= Plan 9 from Syracuse =

Plan 9 from Syracuse is a documentary by independent filmmaker Ryan Dacko about his attempt to gain attention of film producer Mark Cuban by staging a cross-country run from Syracuse, New York, to Hollywood.

Despite a lack of experience in marathon running, Dacko left from Syracuse's Eastwood Palace Theatre on August 15, 2006. He planned to reach Hollywood in 90 days, but problems with weather and unreliable support crews delayed his arrival until December 31, a 139-day journey. In the course of the run, he used the Internet to urge supporters to lobby Mark Cuban to agree for a meeting. Cuban, learning about the endeavor, responded negatively and refused to meet with Dacko.

With this run, Dacko became the 175th person to cross America on foot (Dacko was the 166th male, the 30th supported run, and the 201st crossing overall among other stats).
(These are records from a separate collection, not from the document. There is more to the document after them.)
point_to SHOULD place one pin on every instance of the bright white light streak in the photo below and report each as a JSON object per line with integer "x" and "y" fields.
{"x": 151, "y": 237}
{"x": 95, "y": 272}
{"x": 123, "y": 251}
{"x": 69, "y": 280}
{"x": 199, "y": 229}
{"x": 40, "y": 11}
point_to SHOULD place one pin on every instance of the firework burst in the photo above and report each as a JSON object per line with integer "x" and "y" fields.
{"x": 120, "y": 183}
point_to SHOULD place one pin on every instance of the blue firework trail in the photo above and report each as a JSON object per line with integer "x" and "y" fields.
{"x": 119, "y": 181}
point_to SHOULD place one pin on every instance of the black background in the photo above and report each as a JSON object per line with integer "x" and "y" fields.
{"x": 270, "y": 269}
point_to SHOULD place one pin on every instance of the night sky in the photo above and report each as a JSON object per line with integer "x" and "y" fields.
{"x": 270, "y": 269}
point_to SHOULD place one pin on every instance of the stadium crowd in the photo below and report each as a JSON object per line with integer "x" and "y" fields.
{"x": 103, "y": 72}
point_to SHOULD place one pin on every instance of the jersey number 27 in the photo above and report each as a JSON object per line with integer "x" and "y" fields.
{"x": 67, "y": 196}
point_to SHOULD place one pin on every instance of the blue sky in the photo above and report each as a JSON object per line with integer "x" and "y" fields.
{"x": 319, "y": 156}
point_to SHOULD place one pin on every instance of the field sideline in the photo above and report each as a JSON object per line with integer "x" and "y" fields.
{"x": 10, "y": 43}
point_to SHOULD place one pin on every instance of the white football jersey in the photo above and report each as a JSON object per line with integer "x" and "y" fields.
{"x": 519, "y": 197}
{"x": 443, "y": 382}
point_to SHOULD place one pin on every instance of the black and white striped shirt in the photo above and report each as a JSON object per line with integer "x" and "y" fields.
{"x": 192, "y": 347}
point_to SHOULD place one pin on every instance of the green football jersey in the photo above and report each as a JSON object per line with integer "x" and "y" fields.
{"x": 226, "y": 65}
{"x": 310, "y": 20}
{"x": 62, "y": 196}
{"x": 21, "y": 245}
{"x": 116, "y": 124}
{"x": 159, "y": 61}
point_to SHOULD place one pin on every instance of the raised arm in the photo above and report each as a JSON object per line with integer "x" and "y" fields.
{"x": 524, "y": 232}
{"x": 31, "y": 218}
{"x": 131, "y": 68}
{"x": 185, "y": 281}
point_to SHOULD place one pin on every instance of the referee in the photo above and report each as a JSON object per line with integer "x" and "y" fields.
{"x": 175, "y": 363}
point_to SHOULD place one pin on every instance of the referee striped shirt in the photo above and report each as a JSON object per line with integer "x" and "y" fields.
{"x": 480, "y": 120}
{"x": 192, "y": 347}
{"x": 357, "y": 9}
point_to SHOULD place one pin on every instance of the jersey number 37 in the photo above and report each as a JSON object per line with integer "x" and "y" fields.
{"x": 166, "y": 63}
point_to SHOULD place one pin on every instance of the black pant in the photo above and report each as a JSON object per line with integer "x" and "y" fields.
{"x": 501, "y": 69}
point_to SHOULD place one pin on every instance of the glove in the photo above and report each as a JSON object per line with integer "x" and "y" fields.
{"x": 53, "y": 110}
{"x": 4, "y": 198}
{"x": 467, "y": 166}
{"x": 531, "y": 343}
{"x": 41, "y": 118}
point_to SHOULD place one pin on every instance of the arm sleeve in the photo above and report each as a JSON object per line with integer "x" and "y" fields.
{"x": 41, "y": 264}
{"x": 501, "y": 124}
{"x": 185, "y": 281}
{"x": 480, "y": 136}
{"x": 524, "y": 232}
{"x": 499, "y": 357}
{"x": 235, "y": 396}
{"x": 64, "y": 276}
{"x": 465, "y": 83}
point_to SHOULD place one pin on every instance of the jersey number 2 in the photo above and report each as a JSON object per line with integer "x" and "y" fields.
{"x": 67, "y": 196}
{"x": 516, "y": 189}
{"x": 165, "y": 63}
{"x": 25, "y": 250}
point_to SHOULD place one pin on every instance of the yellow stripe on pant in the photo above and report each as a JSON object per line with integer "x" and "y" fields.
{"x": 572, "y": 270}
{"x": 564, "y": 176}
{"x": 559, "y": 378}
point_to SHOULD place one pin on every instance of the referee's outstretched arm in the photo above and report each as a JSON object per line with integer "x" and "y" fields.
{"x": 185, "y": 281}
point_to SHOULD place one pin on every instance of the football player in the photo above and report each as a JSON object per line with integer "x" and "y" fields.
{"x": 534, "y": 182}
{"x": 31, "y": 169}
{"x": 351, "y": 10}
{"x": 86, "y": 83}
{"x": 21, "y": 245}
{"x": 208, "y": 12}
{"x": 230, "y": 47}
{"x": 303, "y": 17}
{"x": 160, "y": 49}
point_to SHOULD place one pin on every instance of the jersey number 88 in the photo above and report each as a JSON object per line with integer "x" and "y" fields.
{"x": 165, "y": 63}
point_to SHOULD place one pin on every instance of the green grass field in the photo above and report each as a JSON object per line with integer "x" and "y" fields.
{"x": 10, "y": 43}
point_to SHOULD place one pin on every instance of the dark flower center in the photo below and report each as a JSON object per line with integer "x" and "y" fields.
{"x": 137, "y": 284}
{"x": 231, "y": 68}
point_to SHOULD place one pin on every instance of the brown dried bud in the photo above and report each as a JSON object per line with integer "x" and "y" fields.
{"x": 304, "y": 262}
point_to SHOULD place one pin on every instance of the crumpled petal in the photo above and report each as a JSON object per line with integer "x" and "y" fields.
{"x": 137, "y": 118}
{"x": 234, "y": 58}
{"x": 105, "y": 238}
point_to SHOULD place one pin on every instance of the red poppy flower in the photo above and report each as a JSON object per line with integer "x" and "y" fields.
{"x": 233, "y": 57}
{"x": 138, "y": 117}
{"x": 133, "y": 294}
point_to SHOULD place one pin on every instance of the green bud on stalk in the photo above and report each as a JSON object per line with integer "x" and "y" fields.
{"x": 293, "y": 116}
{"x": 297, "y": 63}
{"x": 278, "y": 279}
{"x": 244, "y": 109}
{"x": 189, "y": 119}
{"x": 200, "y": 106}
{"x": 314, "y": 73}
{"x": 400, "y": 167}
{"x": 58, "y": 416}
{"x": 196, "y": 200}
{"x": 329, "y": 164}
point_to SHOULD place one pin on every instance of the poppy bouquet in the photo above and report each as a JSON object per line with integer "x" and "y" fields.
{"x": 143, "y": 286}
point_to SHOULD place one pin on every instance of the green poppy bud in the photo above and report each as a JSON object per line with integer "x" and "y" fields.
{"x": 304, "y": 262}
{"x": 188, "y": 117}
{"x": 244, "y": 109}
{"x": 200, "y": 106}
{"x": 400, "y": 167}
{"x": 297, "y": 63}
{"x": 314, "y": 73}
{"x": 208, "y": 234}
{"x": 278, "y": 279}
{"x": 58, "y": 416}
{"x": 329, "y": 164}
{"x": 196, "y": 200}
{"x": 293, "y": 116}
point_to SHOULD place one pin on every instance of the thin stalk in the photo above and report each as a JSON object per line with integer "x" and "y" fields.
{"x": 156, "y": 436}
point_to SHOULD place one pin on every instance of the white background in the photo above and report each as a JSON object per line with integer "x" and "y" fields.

Plan 9 from Syracuse had its premiere at the B-Movie Film Festival in October 2007. Two months later, it was reviewed by Film Threat as "the best documentary of the year, bar none." It was screened on the U.S. film festival circuit, winning awards for Best Picture and Best Director at the 2008 New Haven Underground Film Festival. The film was released on DVD release on August 26, 2008, by SRS Cinema.